U.S. group urges focus on China state-owned companies
The United States should focus less on China's currency practices and more on the threat to U.S. companies posed by Beijing's support for state-owned enterprises, a business group said on Monday.
China has used regulatory and other barriers to promote domestic champions in high-tech areas such as electric cars, green energy and high-speed rail, officials with the American Chamber of Commerce in China told Reuters.
Many state-owned firms are of a scale now that they can expand internationally and can win business from American companies and other foreign firms, not only in China but potentially overseas, said Ted Dean, the group's chairman.
Instead of pressuring China to raise the value of its yuan currency against the dollar, the United States should be going after market access barriers that prevent American companies from competing fairly in Chinese market, Dean said.
China, for its own internal reasons, already recognizes it need to revalue the yuan even if it is not moving as quickly as the United States would like, he added.
The business group is in Washington to meet with members of Congress and the Obama administration before high-level U.S.-China talks next week on economic and geopolitical concerns.

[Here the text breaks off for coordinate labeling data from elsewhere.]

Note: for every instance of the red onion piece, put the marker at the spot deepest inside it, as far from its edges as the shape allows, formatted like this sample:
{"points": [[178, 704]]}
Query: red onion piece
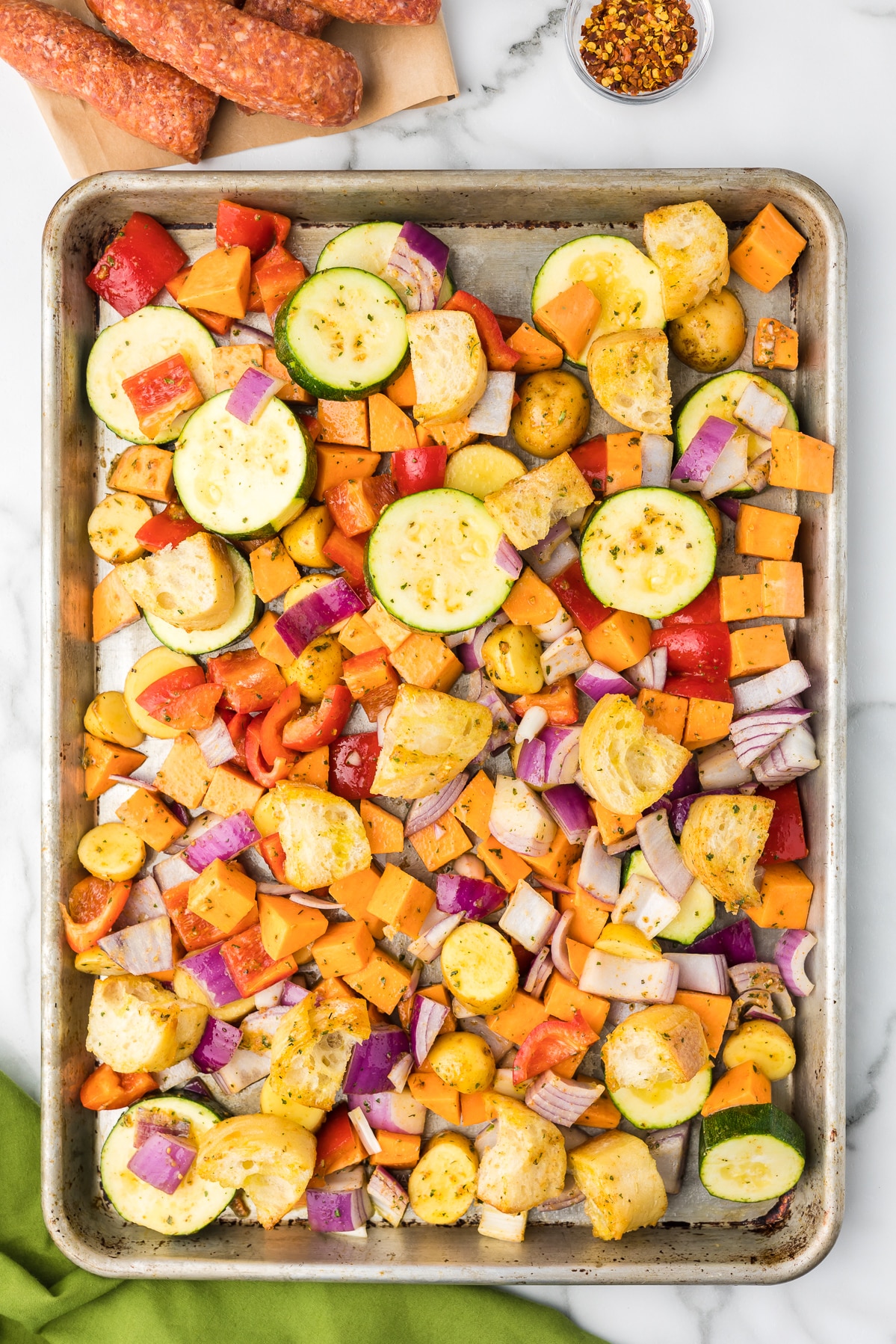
{"points": [[315, 614], [223, 842], [790, 955], [163, 1162], [426, 811], [559, 953]]}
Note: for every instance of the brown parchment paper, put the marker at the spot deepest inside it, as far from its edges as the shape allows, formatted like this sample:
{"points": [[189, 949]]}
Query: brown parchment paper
{"points": [[402, 67]]}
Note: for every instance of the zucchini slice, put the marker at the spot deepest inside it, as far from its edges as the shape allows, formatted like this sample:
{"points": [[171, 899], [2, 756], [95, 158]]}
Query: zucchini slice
{"points": [[648, 550], [430, 561], [750, 1153], [368, 247], [244, 480], [719, 397], [626, 283], [343, 335], [194, 1204], [208, 641], [136, 343]]}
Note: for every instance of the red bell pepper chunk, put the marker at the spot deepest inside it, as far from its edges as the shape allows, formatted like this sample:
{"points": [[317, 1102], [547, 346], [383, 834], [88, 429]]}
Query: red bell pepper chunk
{"points": [[549, 1044], [277, 274], [418, 469], [356, 505], [250, 682], [696, 650], [352, 765], [786, 833], [139, 262], [272, 742], [498, 352], [347, 552], [250, 967], [323, 724], [703, 611], [167, 688], [699, 688], [579, 599], [104, 1089], [242, 226], [274, 855], [94, 904], [171, 527], [591, 460], [256, 764], [161, 392]]}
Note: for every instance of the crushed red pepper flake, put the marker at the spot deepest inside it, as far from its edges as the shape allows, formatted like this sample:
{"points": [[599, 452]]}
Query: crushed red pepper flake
{"points": [[637, 46]]}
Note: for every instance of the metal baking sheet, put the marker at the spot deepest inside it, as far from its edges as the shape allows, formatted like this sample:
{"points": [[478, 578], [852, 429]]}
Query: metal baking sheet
{"points": [[500, 226]]}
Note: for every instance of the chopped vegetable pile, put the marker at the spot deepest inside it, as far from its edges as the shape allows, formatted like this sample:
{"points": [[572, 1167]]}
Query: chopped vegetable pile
{"points": [[480, 777]]}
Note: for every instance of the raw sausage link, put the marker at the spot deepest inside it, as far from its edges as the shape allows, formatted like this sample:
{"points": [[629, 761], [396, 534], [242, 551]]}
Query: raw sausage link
{"points": [[250, 61], [410, 13], [289, 13], [143, 97]]}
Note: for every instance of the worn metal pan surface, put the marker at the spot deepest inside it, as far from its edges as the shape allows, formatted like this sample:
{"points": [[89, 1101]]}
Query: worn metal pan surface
{"points": [[500, 226]]}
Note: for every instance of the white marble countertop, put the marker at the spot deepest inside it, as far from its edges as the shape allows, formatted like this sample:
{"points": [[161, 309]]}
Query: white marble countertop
{"points": [[796, 84]]}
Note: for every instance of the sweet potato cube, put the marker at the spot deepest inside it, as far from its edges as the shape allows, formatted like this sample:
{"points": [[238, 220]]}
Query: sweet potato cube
{"points": [[741, 597], [392, 429], [338, 464], [475, 805], [519, 1017], [185, 776], [401, 901], [312, 768], [343, 949], [570, 319], [232, 791], [782, 588], [288, 928], [759, 648], [385, 832], [801, 463], [146, 469], [620, 641], [708, 722], [712, 1011], [503, 863], [563, 1000], [402, 390], [766, 250], [761, 531], [151, 820], [104, 758], [623, 463], [442, 842], [786, 894], [555, 865], [223, 896], [230, 362], [537, 352], [382, 981], [269, 643], [219, 283], [113, 608], [744, 1085], [273, 572], [424, 660], [358, 636], [437, 1096], [345, 422], [664, 712]]}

U.S. frustrations over China's exchange rate policies are expected on the agenda, with Congress threatening once again to pass legislation to force Beijing to revalue.

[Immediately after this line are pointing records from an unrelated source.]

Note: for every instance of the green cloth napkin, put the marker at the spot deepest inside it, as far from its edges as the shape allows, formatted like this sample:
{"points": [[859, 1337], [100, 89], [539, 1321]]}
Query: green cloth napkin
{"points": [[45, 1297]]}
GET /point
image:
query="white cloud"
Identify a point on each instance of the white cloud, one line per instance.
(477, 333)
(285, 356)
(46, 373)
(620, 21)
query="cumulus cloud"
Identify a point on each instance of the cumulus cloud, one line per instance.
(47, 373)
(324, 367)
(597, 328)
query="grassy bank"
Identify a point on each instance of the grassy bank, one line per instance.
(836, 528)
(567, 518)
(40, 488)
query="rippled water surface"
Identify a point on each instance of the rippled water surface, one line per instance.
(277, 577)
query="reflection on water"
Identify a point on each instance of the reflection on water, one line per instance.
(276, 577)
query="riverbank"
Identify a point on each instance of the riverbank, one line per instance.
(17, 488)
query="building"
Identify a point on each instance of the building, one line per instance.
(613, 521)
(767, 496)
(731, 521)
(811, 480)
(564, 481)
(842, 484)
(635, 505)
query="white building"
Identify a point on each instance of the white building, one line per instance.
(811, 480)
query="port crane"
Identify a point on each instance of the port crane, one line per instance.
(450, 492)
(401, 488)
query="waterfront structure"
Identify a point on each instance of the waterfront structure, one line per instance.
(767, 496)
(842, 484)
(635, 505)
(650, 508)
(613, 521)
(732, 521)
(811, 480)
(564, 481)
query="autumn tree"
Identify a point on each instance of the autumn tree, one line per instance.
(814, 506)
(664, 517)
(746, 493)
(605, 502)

Many U.S. lawmakers accuse China of deliberately undervaluing its currency to give its companies an unfair price advantage in international trade.
That's a dangerous preoccupation because by focusing on that issue they allow China to get away with a hundred other industrial policies that are probably more disturbing for American business, said James McGregor, a senior counselor at APCO Worldwide who advises the American Chamber.

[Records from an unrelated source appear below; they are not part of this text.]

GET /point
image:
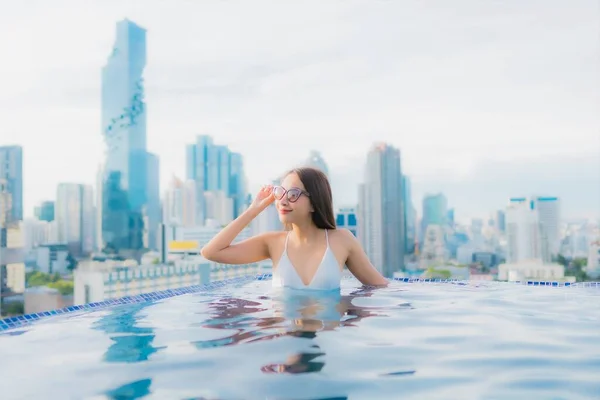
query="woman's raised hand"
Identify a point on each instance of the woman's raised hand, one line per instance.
(263, 198)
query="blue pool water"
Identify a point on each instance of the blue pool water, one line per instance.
(248, 341)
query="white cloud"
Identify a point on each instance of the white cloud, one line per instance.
(453, 85)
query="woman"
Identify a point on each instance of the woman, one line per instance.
(311, 253)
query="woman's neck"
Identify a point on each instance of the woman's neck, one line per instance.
(306, 233)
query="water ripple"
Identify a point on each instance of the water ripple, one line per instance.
(434, 341)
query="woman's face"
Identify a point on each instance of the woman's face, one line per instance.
(291, 200)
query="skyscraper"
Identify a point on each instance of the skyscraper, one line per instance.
(435, 212)
(382, 209)
(409, 215)
(218, 173)
(129, 170)
(546, 212)
(45, 211)
(523, 233)
(11, 173)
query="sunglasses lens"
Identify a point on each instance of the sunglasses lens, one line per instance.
(278, 192)
(293, 195)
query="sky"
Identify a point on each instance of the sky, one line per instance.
(485, 99)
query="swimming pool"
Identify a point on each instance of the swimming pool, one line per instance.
(244, 340)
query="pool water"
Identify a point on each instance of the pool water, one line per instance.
(249, 341)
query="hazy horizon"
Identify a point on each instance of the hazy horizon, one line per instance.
(485, 100)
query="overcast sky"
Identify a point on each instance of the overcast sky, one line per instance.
(486, 99)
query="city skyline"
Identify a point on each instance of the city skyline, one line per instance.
(536, 122)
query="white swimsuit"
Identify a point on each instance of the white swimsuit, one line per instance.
(327, 276)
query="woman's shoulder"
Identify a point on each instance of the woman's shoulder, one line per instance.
(273, 237)
(342, 235)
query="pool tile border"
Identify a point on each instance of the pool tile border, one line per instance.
(23, 320)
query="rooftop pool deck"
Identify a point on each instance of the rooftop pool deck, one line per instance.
(242, 339)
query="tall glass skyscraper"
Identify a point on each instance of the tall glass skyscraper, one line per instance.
(382, 210)
(129, 170)
(215, 168)
(11, 174)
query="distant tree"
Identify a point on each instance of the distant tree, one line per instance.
(65, 288)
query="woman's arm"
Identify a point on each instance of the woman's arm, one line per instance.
(358, 263)
(254, 249)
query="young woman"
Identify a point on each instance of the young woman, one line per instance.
(311, 252)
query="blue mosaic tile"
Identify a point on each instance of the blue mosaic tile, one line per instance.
(19, 321)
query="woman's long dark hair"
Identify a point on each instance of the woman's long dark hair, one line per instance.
(317, 185)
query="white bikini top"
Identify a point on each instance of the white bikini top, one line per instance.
(327, 276)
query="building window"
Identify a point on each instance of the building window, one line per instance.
(86, 289)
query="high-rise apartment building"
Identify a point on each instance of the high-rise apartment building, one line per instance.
(410, 215)
(219, 174)
(45, 211)
(544, 212)
(382, 209)
(130, 206)
(11, 176)
(346, 218)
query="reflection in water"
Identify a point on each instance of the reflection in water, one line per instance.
(131, 343)
(133, 390)
(296, 313)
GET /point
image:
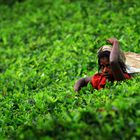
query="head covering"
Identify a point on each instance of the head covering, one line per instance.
(109, 48)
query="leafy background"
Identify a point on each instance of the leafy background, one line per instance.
(45, 46)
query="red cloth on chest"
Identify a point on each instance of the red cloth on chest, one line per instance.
(99, 81)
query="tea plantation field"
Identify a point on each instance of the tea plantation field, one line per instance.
(45, 46)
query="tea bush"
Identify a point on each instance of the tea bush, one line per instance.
(45, 46)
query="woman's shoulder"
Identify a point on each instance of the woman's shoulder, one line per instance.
(127, 76)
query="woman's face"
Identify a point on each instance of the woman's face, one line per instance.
(105, 67)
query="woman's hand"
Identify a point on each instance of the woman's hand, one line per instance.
(112, 40)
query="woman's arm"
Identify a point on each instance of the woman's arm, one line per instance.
(81, 83)
(114, 60)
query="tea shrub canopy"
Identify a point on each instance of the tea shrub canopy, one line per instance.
(45, 46)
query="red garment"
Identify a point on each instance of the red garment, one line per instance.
(99, 81)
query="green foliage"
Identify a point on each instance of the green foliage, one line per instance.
(45, 46)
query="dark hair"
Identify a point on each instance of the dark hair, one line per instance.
(107, 55)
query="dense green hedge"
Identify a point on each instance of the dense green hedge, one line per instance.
(45, 46)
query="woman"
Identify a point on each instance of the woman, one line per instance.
(112, 67)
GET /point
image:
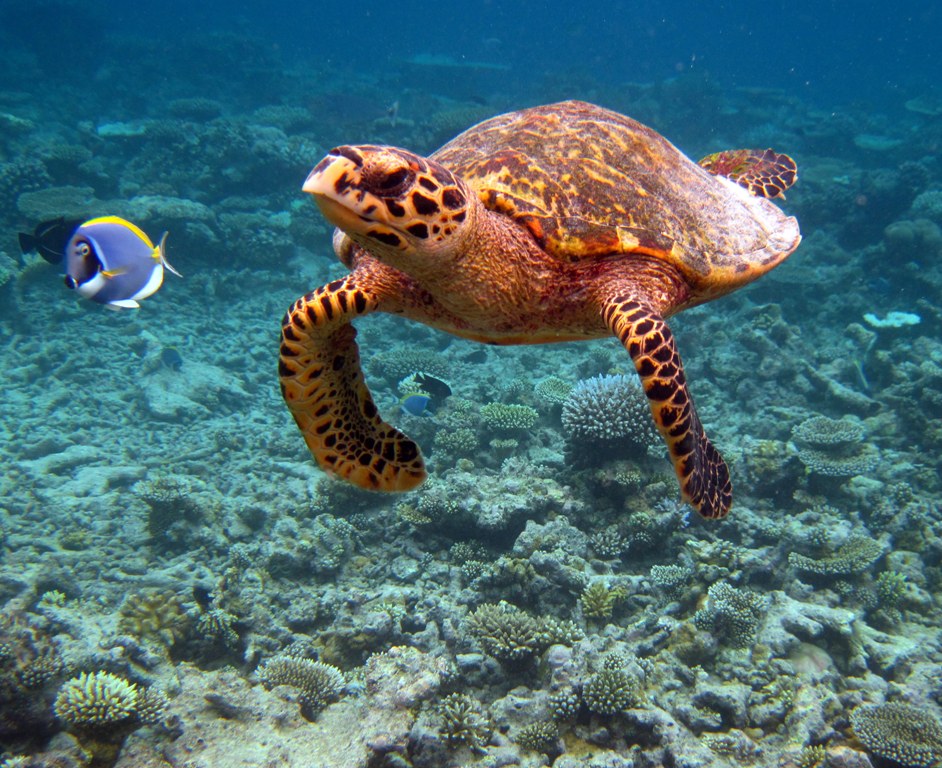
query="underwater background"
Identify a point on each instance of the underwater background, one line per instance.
(181, 586)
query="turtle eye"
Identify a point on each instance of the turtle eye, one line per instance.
(393, 180)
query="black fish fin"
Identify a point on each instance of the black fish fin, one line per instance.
(28, 242)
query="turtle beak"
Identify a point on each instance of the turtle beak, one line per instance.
(333, 184)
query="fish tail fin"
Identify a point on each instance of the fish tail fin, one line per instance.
(161, 254)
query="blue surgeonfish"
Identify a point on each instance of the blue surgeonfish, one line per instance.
(112, 261)
(50, 239)
(415, 403)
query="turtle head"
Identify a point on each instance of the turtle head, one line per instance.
(396, 205)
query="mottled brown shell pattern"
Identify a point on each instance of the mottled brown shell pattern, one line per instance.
(588, 182)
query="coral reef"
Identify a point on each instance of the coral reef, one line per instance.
(908, 735)
(609, 409)
(731, 614)
(464, 720)
(318, 684)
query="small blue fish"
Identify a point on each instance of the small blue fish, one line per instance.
(415, 404)
(112, 261)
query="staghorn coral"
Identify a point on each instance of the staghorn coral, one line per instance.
(671, 579)
(903, 733)
(506, 632)
(30, 665)
(610, 691)
(172, 510)
(553, 390)
(833, 447)
(101, 701)
(218, 625)
(318, 684)
(609, 542)
(598, 600)
(856, 555)
(731, 614)
(564, 704)
(508, 417)
(609, 409)
(154, 615)
(464, 720)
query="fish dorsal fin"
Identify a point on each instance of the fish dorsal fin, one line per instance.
(123, 223)
(122, 304)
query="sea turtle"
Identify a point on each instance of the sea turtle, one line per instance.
(556, 223)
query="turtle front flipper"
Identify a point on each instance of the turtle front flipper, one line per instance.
(701, 471)
(323, 385)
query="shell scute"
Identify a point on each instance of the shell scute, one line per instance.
(591, 183)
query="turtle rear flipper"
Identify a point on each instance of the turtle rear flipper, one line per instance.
(323, 385)
(701, 471)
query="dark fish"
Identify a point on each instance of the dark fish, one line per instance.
(435, 387)
(49, 239)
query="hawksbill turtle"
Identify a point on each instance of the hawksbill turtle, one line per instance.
(557, 223)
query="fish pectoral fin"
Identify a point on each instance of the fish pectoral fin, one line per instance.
(161, 256)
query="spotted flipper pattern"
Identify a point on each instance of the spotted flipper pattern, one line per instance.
(765, 173)
(322, 383)
(701, 471)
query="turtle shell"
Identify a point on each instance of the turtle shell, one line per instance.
(590, 183)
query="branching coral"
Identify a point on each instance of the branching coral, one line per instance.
(598, 600)
(907, 735)
(539, 737)
(318, 684)
(464, 720)
(508, 417)
(834, 447)
(511, 635)
(856, 555)
(610, 691)
(103, 702)
(553, 390)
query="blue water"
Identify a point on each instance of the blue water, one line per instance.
(161, 519)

It takes the focus off the big picture and looks for a simple answer to a complicated question, McGregor said.
China uses a number of discriminatory policies aimed at promoting domestic innovation that prevent foreign companies from competing on a level playing field against Chinese companies, the industry officials said.
With China's entry into the World Trade Organization nearly a decade ago, it's past time for China to return to a policy of opening markets, said Christian Murck, president of the American Chamber of Commerce in China.
With respect to state-owned enterprises, one of the most things would be for them to join the WTO Government Procurement Agreement.
That pact requires countries to treat foreign suppliers of goods and services for the public sector as favorably as domestic companies and requires laws and regulations related to government procurement be transparent and fair.
The United States and China should also finish long-delayed talks on a bilateral investment treaty, he said.
A major U.S. government effort to boost the competitiveness of American industry would also help, Murck said.